Book Vs. Movie: Casablanca
The 1940 Play Vs. the 1942 Classic Film
This January, we are saluting plays that were turned into films, and this episode covers one of the most beloved and celebrated films of all time–Casablanca. Yes, it was a play first by playwrights Murray Burnett and Joan Allison, who were offered $20,000 in 1940 (over $300,000 in today’s costs) for their story about a cafe in Africa helping refugees seek asylum in America during WW2.
The timing between the movie’s release in 1942, as the war effort in Northern Africa, was gaining and America was no longer playing neutral in the international crisis with Germany and Japan, was not a coincidence. The film was rushed into production to promote America’s armed forces and the people fleeing Europe from the Nazis.

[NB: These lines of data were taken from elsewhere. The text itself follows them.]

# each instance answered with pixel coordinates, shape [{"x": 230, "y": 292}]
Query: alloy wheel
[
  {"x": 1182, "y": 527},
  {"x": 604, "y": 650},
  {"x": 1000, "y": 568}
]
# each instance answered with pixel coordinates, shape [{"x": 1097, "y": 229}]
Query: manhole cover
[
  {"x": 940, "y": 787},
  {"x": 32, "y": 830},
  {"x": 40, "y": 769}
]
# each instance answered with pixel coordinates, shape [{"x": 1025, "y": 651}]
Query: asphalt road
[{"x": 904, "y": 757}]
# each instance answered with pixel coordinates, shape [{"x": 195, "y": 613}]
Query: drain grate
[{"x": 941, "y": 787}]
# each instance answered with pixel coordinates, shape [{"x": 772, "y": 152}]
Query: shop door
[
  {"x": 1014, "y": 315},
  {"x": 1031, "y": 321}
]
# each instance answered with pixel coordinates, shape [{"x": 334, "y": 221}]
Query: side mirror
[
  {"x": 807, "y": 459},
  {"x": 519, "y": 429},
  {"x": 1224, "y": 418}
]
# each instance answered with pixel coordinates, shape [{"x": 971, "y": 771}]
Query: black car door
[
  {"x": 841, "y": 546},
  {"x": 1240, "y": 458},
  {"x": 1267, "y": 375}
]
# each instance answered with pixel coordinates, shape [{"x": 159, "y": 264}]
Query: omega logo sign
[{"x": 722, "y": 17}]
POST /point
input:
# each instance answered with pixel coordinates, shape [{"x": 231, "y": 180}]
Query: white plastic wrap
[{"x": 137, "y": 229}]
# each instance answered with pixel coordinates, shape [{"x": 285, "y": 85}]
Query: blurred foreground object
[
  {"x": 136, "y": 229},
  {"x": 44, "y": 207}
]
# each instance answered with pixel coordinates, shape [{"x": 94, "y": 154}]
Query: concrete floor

Everybody Comes to Rick’s has the basics of the film’s plot, with two former lovers meeting again at Rick’s cafe. Rick and Lois met in Paris before the Germans invaded France and became illicit lovers. Two years later, Rick has a “gin joint” in Casablanca (Rick’s Cafe) and assists people looking to exile into America. His friend is a piano player who goes by the name “Rabbit,” and he gets visits from former Parisian residents like Luis Rinaldo. Lois is married to a man named Victor Lazlo, and they are fleeing from the Nazis.
They have a song, As Time Goes By, and reminisce about their affair in Paris. In the end, Rick helps Lois and her husband leave Casablanca while he takes off for parts unknown with Italian buddy Luis Rinaldo.
Burnett and Alison could not find a Broadway producer for the play, so they sold the rights and went on with their lives, not realizing the movie would go on to be a Hollywood classic, winning several awards and with a screenplay people quote 80 years later. Worse, their contributions would not be recognized. Eventually, they were able to put on their play in 1991.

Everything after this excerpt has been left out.